TLDR: A new method called Per-Instance Program Synthesis (PIPS) improves Large Language Models’ (LLMs) ability to perform complex, multi-step reasoning. PIPS dynamically chooses between direct inference and program synthesis, iteratively refines generated programs using structural feedback, and extracts symbolic input from unstructured data. This approach significantly boosts accuracy and reduces undesirable program outputs across 30 diverse benchmarks, making LLM reasoning more reliable and efficient.
Large Language Models (LLMs) have shown remarkable capabilities in understanding and generating human-like text, excelling in many zero-shot inference tasks. However, when faced with complex problems requiring multiple steps of reasoning, especially in algorithmic domains, these models often hit a wall. Traditional methods like Chain of Thought (CoT) and Program of Thought (PoT) have attempted to guide LLMs through intermediate reasoning steps, but they frequently produce less-than-ideal solutions, including programs that are trivial, contain errors, or hardcode answers.

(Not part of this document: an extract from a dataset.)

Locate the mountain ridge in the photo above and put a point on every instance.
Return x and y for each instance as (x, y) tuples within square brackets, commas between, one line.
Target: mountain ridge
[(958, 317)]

A new research paper, “Once Upon an Input: Reasoning via Per-Instance Program Synthesis”, introduces an innovative approach called Per-Instance Program Synthesis (PIPS). Developed by Adam Stein, Neelay Velingker, Mayur Naik, and Eric Wong from the University of Pennsylvania, PIPS aims to tackle these challenges by generating and refining programs at the individual instance level, using structural feedback without needing explicit task-specific guidance or test cases.
Understanding the Core Challenges
The researchers identified three main hurdles in instance-level program synthesis for LLMs:
1. Open Domain Nature: It’s often unclear whether a problem instance is best solved by generating a program or by direct, natural language reasoning (like CoT). Applying program synthesis to non-algorithmic problems can lead to inefficient or trivial code.
2. Lack of Task Specifications: Unlike traditional programming, LLMs generating code for reasoning problems often lack clear specifications for what a ‘correct’ program should look like. This can result in programs that are syntactically correct but functionally trivial or incorrect.
3. Unstructured Input: Programs typically operate on structured data, but many real-world reasoning problems involve unstructured inputs like natural language text or images. LLMs often struggle to bridge this gap, sometimes attempting to process raw data within the generated code itself, leading to errors.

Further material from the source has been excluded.